The music of The Beatles is amongst the most strictly controlled in all of popular music. Their CDs have been carefully matched to their albums, despite the fact that a CD can hold more songs than a long playing album. No bonus tracks - only two "new" cds. They have refused to have their songs used as "partner songs" or parts of an arrangement mixing other songs with their tunes. They famously have not allowed their music to be used in advertisements. Those that have appeared in ads are part of the historic sale of the assets of Northern Songs, a company created to control the publishing rights for the Lennon and McCartney songs. When The Beatles formed Apple Crops, they wanted to pull the publishing for all of their songs into their core business, so Northern Songs had to be dissolved. Unfortunately, the closed bid auction had an unknown party enter. This unknown party won the auction, much to the chagrin of Lennon and McCartney and was revealed to be none other than Michael Jackson. That means that every time Paul gets out the acoustic guitar at the end of the concert, sits on the stool and sings Yesterday, Michael Jackson gets paid.

The publishing rights are the real earners of the music business. Sure, CD sales are important the first few years, but over the duration of the copyright, (there's that word again), publishing royalties are paid every time the song is performed in any medium in any location in the world. They may only be a few pence, but think how many times a song is played on the radio, in an elevator or on the television. Yes, that was every where in the world. In every elevator. Any radio station. Now we add "sold as a digital download".

The Beatles also have never allowed their music to be sold for digital download. the songs may have appeared in peer-to-peer networks or torrents, but those instances are due to individuals sharing their private collections. The record labels have tried to find a way to control this illegal duplication and distribution of copyright material. In the US, the Recording Industry Association of America (RIAA) has sued people it has identified from subpoenas served on Internet service providers. These people were accused of sharing thousands of songs. Doesn't sound like much, but two or three cents times a thousand songs shared with a thousand people makes for a significant piece of change. If a million people are sharing a thousand songs with a million people, it is a very significant piece of change.

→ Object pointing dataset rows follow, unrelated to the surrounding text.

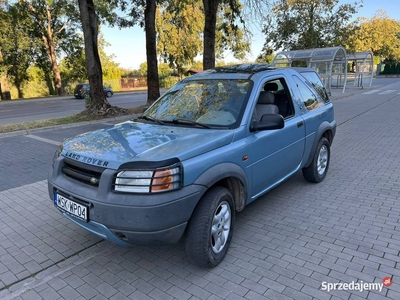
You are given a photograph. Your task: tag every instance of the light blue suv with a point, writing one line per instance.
(214, 143)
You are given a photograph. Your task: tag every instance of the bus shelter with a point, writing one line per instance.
(330, 63)
(362, 68)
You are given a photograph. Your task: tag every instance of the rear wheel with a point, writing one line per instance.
(316, 172)
(210, 229)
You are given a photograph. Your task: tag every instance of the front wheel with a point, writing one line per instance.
(210, 229)
(316, 172)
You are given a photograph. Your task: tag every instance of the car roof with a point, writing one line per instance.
(242, 71)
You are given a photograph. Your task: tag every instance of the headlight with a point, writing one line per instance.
(57, 154)
(149, 181)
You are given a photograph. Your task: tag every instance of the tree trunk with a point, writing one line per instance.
(210, 24)
(153, 84)
(98, 102)
(5, 89)
(48, 40)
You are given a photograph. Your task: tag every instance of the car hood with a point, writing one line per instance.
(133, 141)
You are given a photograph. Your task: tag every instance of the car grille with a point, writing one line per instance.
(82, 172)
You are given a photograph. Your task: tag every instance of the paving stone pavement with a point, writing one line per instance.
(285, 245)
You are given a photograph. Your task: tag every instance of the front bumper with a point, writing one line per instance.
(128, 218)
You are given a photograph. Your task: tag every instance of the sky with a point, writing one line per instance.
(129, 48)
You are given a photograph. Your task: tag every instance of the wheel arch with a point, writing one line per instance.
(230, 176)
(327, 131)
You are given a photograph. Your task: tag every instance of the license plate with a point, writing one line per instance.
(71, 207)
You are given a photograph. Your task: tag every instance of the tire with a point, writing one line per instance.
(318, 168)
(210, 228)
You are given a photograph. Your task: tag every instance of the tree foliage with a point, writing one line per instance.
(16, 46)
(180, 27)
(307, 24)
(55, 23)
(378, 34)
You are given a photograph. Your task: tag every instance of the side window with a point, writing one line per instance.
(283, 100)
(310, 100)
(316, 83)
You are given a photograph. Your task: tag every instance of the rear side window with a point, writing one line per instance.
(316, 82)
(310, 100)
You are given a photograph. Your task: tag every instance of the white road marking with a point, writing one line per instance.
(371, 92)
(387, 92)
(43, 139)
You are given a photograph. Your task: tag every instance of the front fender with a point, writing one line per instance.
(224, 171)
(325, 129)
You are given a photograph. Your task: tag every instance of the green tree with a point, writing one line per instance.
(140, 12)
(307, 24)
(56, 25)
(179, 26)
(378, 34)
(98, 103)
(16, 47)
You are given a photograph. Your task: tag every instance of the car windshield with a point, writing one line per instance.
(214, 103)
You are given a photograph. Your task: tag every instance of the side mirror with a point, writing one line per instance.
(268, 122)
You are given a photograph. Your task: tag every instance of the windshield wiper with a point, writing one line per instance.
(189, 122)
(147, 118)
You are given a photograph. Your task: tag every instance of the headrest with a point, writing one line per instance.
(266, 98)
(271, 86)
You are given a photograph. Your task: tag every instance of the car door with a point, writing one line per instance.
(277, 153)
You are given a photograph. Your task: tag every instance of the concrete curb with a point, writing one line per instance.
(64, 126)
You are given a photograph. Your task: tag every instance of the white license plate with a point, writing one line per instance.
(71, 207)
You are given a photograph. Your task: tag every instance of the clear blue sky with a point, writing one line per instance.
(129, 49)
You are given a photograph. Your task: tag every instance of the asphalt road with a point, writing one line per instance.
(13, 112)
(285, 245)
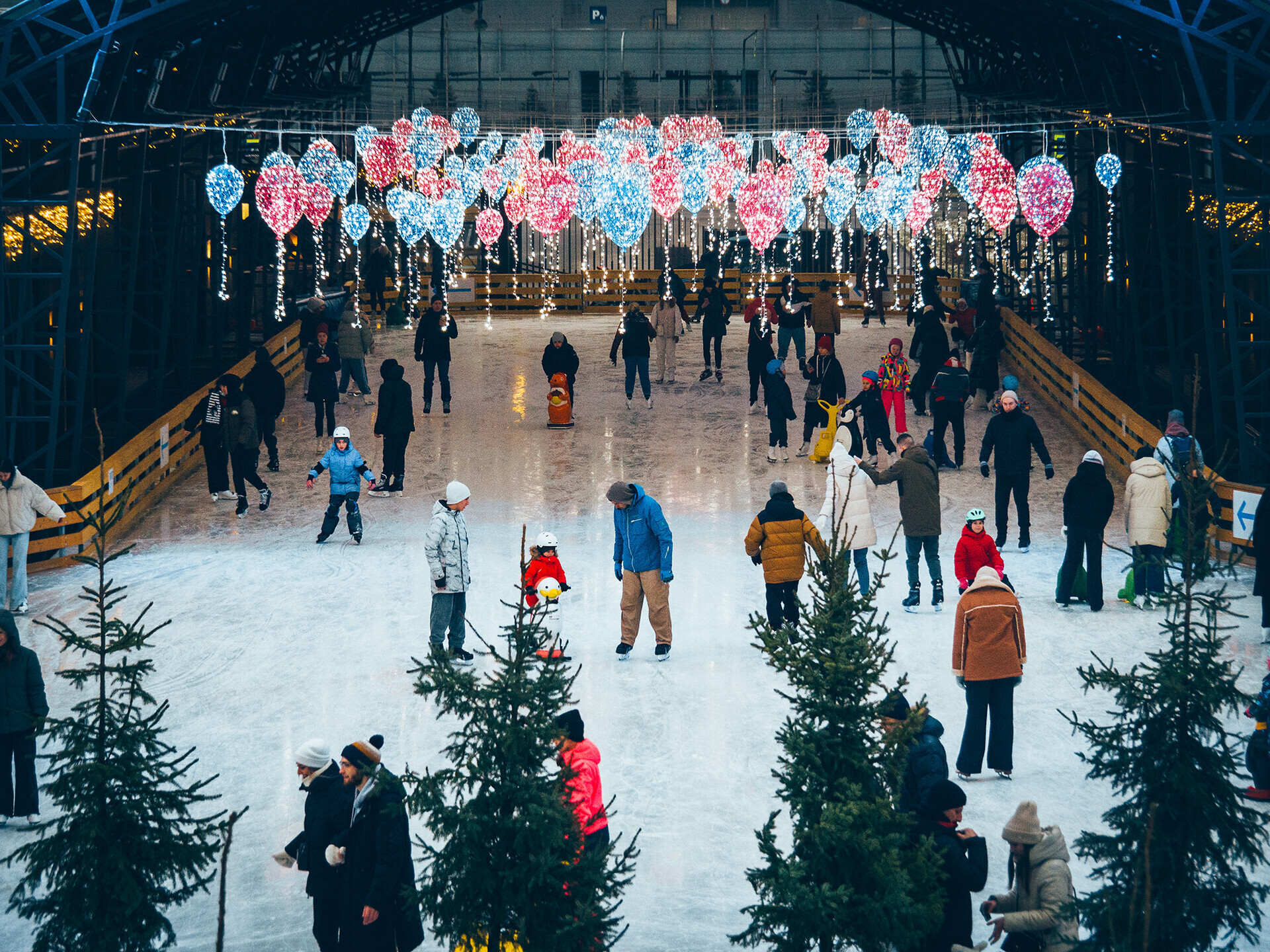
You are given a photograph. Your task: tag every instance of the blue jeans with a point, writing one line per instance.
(638, 364)
(19, 543)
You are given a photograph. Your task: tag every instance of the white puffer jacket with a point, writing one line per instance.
(846, 502)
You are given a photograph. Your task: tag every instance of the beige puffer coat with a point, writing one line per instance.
(1147, 504)
(21, 503)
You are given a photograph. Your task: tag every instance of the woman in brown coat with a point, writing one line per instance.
(988, 658)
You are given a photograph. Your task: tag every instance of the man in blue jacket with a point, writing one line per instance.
(642, 563)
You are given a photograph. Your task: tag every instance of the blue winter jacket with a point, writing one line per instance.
(642, 539)
(345, 470)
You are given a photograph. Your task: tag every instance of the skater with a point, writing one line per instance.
(241, 442)
(642, 564)
(825, 382)
(581, 758)
(868, 405)
(1013, 436)
(964, 857)
(893, 381)
(778, 539)
(1038, 906)
(949, 393)
(669, 324)
(328, 805)
(21, 503)
(634, 335)
(846, 514)
(920, 510)
(321, 362)
(267, 390)
(381, 906)
(355, 346)
(22, 688)
(394, 423)
(927, 763)
(1087, 504)
(446, 546)
(206, 418)
(432, 347)
(988, 656)
(1147, 508)
(347, 469)
(714, 311)
(761, 320)
(780, 411)
(976, 550)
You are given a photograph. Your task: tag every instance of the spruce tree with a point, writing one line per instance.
(506, 862)
(854, 876)
(1174, 867)
(125, 843)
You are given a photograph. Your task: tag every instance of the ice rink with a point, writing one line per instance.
(276, 640)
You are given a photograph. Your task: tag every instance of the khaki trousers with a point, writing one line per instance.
(635, 588)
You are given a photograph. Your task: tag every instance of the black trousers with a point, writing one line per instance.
(951, 413)
(984, 697)
(783, 603)
(1083, 545)
(1017, 484)
(19, 795)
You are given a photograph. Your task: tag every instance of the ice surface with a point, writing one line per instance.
(276, 640)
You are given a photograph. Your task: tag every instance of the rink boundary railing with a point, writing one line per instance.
(1094, 412)
(139, 465)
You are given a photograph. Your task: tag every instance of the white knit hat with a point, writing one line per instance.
(313, 753)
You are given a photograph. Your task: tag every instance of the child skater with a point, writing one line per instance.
(346, 466)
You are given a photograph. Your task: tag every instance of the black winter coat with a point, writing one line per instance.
(1013, 436)
(1089, 498)
(328, 808)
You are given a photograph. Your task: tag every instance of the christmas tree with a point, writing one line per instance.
(506, 863)
(126, 843)
(1174, 867)
(854, 876)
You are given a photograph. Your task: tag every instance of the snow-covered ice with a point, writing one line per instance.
(276, 640)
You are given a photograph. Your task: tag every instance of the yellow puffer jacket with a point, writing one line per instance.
(779, 535)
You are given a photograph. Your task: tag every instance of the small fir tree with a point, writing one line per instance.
(1174, 867)
(855, 877)
(126, 843)
(507, 861)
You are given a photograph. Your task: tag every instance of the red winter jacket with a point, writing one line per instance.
(973, 551)
(541, 568)
(585, 793)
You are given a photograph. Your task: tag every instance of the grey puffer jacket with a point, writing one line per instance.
(446, 546)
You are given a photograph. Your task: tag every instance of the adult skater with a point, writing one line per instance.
(381, 906)
(328, 805)
(964, 857)
(267, 390)
(1013, 434)
(21, 503)
(241, 442)
(1038, 906)
(988, 656)
(920, 512)
(394, 423)
(22, 709)
(586, 793)
(778, 539)
(642, 564)
(206, 418)
(446, 546)
(634, 334)
(1087, 504)
(432, 347)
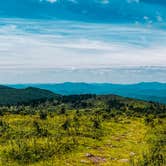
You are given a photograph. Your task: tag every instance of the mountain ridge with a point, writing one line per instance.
(149, 91)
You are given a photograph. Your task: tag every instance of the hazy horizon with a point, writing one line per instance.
(117, 41)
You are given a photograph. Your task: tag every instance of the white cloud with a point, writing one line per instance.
(69, 45)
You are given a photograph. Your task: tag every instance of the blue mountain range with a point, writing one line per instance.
(152, 91)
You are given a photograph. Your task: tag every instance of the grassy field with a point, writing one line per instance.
(78, 138)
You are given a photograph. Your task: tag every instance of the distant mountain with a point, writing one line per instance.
(12, 96)
(152, 91)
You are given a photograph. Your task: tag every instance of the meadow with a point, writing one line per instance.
(80, 131)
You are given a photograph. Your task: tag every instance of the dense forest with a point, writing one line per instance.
(81, 130)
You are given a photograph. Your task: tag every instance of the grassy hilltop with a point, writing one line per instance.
(83, 130)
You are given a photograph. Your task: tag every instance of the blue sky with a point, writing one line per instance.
(119, 41)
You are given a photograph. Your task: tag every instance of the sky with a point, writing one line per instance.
(49, 41)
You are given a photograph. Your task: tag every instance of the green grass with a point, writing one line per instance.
(78, 139)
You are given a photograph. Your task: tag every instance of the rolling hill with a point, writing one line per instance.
(152, 91)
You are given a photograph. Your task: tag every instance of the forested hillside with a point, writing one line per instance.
(80, 130)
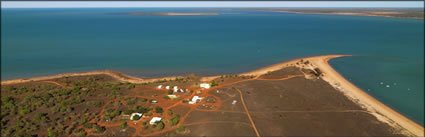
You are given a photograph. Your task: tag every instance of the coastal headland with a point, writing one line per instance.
(306, 74)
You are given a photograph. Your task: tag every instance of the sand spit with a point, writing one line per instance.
(378, 109)
(171, 13)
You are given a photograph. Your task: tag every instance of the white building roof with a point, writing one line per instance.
(196, 98)
(205, 85)
(154, 120)
(134, 114)
(172, 96)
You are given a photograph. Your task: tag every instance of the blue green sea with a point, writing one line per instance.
(40, 42)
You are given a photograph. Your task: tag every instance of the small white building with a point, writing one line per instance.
(172, 96)
(154, 101)
(154, 120)
(234, 102)
(135, 114)
(205, 85)
(195, 99)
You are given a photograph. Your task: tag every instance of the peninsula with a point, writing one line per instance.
(285, 99)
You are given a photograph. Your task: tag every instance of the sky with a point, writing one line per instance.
(100, 4)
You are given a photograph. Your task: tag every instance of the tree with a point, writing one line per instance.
(169, 112)
(158, 109)
(136, 117)
(175, 120)
(180, 128)
(51, 133)
(99, 129)
(213, 83)
(123, 125)
(128, 112)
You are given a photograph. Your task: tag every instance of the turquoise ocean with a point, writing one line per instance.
(40, 42)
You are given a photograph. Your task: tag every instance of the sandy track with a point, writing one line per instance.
(381, 111)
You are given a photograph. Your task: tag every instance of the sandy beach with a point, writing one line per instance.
(378, 109)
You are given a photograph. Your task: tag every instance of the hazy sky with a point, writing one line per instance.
(71, 4)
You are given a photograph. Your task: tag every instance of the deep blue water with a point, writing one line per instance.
(38, 42)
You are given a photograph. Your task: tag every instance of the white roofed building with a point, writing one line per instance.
(135, 114)
(175, 89)
(205, 85)
(154, 120)
(195, 99)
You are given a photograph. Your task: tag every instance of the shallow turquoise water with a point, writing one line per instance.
(38, 42)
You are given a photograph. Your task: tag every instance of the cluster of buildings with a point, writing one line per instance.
(153, 121)
(195, 99)
(175, 88)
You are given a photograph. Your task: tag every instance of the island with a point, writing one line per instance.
(301, 97)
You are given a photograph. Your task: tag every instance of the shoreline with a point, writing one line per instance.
(353, 14)
(374, 106)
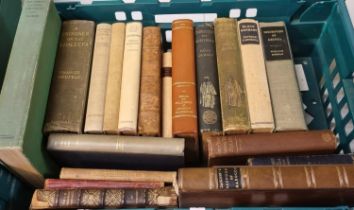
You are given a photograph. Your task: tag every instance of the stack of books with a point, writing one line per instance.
(221, 111)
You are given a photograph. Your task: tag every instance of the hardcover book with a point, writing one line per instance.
(114, 79)
(98, 80)
(149, 123)
(303, 160)
(233, 97)
(256, 83)
(207, 80)
(104, 198)
(184, 96)
(284, 90)
(128, 108)
(112, 151)
(69, 87)
(224, 187)
(25, 91)
(167, 95)
(234, 149)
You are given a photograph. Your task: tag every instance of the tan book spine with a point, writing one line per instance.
(167, 95)
(184, 95)
(114, 80)
(233, 97)
(118, 175)
(149, 123)
(98, 81)
(128, 110)
(284, 90)
(258, 96)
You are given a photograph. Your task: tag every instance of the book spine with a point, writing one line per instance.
(272, 178)
(118, 175)
(167, 95)
(113, 144)
(207, 80)
(184, 107)
(284, 90)
(128, 110)
(233, 97)
(302, 160)
(150, 87)
(258, 96)
(56, 184)
(67, 99)
(103, 198)
(98, 82)
(296, 142)
(114, 79)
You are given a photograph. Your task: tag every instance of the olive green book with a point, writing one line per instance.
(24, 93)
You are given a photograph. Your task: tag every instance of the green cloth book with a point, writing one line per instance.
(24, 93)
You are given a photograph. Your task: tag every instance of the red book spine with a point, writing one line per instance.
(58, 184)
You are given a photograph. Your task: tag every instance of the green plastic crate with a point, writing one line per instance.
(320, 32)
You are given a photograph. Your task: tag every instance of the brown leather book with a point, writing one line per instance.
(184, 106)
(235, 149)
(225, 187)
(68, 91)
(58, 184)
(104, 198)
(149, 123)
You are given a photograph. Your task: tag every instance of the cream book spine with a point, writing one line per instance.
(283, 86)
(167, 95)
(98, 81)
(258, 96)
(114, 80)
(128, 110)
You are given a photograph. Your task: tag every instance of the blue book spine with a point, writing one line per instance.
(302, 160)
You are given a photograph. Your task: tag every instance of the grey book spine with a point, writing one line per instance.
(207, 80)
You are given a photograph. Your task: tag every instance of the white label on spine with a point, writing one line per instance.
(301, 78)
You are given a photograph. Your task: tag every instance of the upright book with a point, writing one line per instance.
(256, 83)
(114, 79)
(68, 92)
(284, 90)
(235, 149)
(98, 80)
(233, 97)
(128, 108)
(167, 95)
(149, 123)
(207, 80)
(112, 151)
(184, 107)
(224, 187)
(25, 91)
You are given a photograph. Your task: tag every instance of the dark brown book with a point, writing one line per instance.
(59, 184)
(235, 149)
(104, 198)
(68, 91)
(225, 187)
(149, 123)
(184, 96)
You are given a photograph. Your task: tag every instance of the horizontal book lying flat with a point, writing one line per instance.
(104, 198)
(227, 186)
(235, 149)
(112, 151)
(303, 160)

If the iTunes Store becomes the sole provider of The Beatles music, both companies believe the revenue will be unbelievable. Rumour has it that there may be a Beatles iPod, preloaded with their songs and a special design just as Apple introduced a special edition U2 iPod. Apple Inc. has had tremendous success with the iPod and the iTunes store. Record companies like the fact that the music has a digital rights management system (DRM) that actually works. They thought they would have a better experience with the Microsoft produced Zune, but were disappointed to find that the DRM system that was guaranteed to play didn't play on the new device. The record industry has been pushing Apple to allow different prices for the songs on iTunes and were pleased that Microsoft allowed variable pricing. Sadly, the Zune store requires advance payment and money is converted into "Zune Points" potentially confusing the purchasing public.

Our digital future burns bright. High quality recording becomes more affordable, the hardware becomes more greater in capacity and smaller in physical size. With the iPhone, the 3G phone and other multifunction devices we are entering the age of convergent technology. All our individual devices will become multipurpose devices. Look at the development of the personal computer - it is no longer enough that it performs calculations quickly - it must now manage our addresses, music libraries, video files, communications and more.

The past thirty years have been a wild ride, but the ride is just beginning. In the words of The Beatles, "You've got to admit it's getting better." Hold on to your hats - it's going to be fun!